Desta forma, se argumenta que os EUA devem reinvestir na retenção de suas informações científicas e vantagem tecnológica, para estabelecer juntamente com seus parceiros novas regras e práticas internacionais que permitam usufruir das oportunidades apresentada pelas novas tecnologias. Dessa forma, e visando evitar a dependência excessiva da estratégia estadunidense sobre o seu poder militares, o documento indica que o orçamento de segurança nacional dos Estados Unidos, ao menos pelos próximos anos, deverá priorizar novos recursos para a diplomacia e o desenvolvimento (U.S., 2021).

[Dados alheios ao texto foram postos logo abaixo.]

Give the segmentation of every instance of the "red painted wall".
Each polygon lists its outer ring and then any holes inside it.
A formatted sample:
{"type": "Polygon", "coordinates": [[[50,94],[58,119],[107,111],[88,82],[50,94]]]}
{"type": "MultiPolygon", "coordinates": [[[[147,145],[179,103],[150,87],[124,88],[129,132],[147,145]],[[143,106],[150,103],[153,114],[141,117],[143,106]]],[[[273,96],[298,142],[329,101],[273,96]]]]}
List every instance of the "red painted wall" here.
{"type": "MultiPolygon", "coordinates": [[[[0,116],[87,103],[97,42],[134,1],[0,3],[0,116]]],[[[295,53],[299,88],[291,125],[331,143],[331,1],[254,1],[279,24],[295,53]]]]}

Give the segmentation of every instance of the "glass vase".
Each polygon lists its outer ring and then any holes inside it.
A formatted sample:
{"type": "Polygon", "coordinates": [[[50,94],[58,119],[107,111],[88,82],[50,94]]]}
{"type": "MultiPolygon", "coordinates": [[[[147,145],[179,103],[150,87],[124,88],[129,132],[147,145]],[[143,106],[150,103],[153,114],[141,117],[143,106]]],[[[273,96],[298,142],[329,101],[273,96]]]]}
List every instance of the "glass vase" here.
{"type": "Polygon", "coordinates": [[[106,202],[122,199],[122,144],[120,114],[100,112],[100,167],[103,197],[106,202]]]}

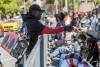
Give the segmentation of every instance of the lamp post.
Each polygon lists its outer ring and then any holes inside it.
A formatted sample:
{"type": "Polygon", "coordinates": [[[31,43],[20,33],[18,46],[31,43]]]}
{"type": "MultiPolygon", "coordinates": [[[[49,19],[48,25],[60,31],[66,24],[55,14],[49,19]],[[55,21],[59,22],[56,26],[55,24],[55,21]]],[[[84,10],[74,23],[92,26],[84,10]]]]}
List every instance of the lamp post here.
{"type": "Polygon", "coordinates": [[[58,13],[58,1],[55,0],[54,5],[56,6],[56,14],[58,13]]]}
{"type": "Polygon", "coordinates": [[[85,2],[85,3],[86,3],[86,12],[87,12],[87,0],[86,0],[86,2],[85,2]]]}
{"type": "Polygon", "coordinates": [[[23,2],[24,2],[24,14],[26,14],[26,2],[25,0],[23,0],[23,2]]]}
{"type": "Polygon", "coordinates": [[[65,12],[68,12],[68,0],[65,0],[64,11],[65,11],[65,12]]]}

Portanto, nos últimos anos, os Estados Unidos têm atuado de forma agressiva contra os Estados que são considerados seus competidores internacionais. Desde 2018, o governo estadunidense anunciou sua “guerra comercial” contra a China, se retirou do Acordo Nuclear com o Irã, assinado em 2015, e do Tratado de Forças Nucleares de Alcance Intermediário,

assinado com a URSS em 1987, além de manter diversas sanções comerciais e financeiras contra Rússia, China, Coreia do Norte, Turquia, Irã, Venezuela, Cuba e Nicarágua (FIORI, 2019b).